Annette John-Hall: Lena Horne bloomed as she learned this: 'I'm me'
My mother, jazz aficionado that she is, never understood how "Stormy Weather" became Lena Horne's signature song, especially when everybody else sang it better than she did.

My mother, jazz aficionado that she is, never understood how "Stormy Weather" became Lena Horne's signature song, especially when everybody else sang it better than she did.
After all, Horne, who died Sunday at 92, couldn't swing or improvise like Ella Fitzgerald and Sarah Vaughan. She wasn't much of a stylist, like Nancy Wilson and Dinah Washington.
But her breathtaking beauty was indisputable, and as she got older, her voice grew into it. The more honest she became with herself, the more resonant her voice.
Looking back, I understood how Horne negotiated in a nonnegotiable era, and I realized that she really trailblazed fearlessly during a career of an astounding 60 years.
Don't get me wrong. Horne could sing. She sang every note just right, her pitch perfect and polite, and she looked damn good doing it. In fact, you couldn't take your eyes off her.
But early on, she couldn't compare to the jazz singers of her era, whose voices conveyed pain and joy, love and sorrow.
It wasn't that Horne didn't experience her share. Her looks were her blessing and her curse. Light skin helped her get a foot in the door, but it wasn't light enough to land her too many featured roles in Hollywood when she moved into acting. You had to be white to get those.
And while she wasn't typecast as a maid, Hollywood tried to make her look more exotic - but not too dark - even having Max Factor concoct a special makeup for her.
Horne knew all eyes were on her always.

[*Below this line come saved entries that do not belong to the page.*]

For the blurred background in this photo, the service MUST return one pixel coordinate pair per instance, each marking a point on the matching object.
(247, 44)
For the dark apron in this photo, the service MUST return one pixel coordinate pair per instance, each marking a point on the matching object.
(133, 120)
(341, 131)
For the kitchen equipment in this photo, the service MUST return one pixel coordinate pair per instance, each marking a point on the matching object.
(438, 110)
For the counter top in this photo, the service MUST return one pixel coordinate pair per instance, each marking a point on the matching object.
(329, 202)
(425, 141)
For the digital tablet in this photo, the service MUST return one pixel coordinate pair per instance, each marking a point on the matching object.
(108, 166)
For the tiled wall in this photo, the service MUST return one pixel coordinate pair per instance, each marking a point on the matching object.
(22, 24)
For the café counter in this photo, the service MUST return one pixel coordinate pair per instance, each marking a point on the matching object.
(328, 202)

At the famed Cotton Club in Harlem, where she got her start as a dancer and singer, white people loved her as an entertainer, but later didn't allow her to flourish on the screen.
Black people understood that someone of her hue could open doors for them - but at the same time, they often resented her for the privilege it brought her.

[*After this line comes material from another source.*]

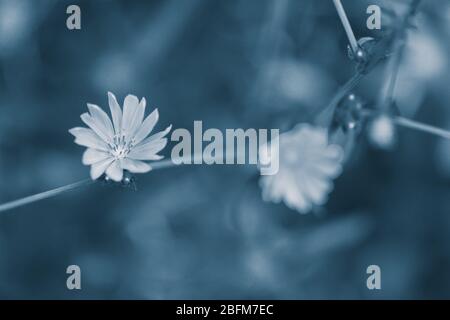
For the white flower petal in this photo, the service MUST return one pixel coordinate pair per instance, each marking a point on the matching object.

And they didn't rush out to buy her records either. Like my mom, they preferred their singers with a shot of Johnnie Walker, not with a spot of Earl Grey.
It was only after Horne realized her own truth and chose to live it outright, that she reached her fullest potential as an artist - almost 50 years after she started.
"My identity is clear to me now," she said in an interview. "I am a black woman. I'm free.. . . I don't have to be a first to anybody. I don't have to be an imitation of a white woman that Hollywood sort of hoped I'd become. I'm me, and I'm not like nobody else."
We certainly understood it in 1981, when Horne opened her one-woman show, The Lady and Her Music, on Broadway. We'd never seen her this way - gritty, sultry, confident, honest, free.
It was as if she grew emotionally right before our eyes. Well into her 60s, she never looked more beautiful.
And boy did she belt out "Stormy Weather." She put fire in the torch ballad. Sang it like a signature. And it was.
The show ran a record 333 performances and earned the star a special Tony award.
Soon afterward, Horne, clearly flirting and enjoying herself, described herself as "rich, juicy, ripe plum again," to Ed Bradley, her 42-year-old interviewer on 60 Minutes.
Bradley asks her about her connection to the song "Believe in Yourself," taken from The Wiz, and the finale of her Broadway show.
"I believe in my real self now," Horne replies.
"It took awhile to find that," Bradley says.
"Yes," Horne agrees, wiping a tear. Then, flashing that spectacular smile: "Well, some people are late bloomers."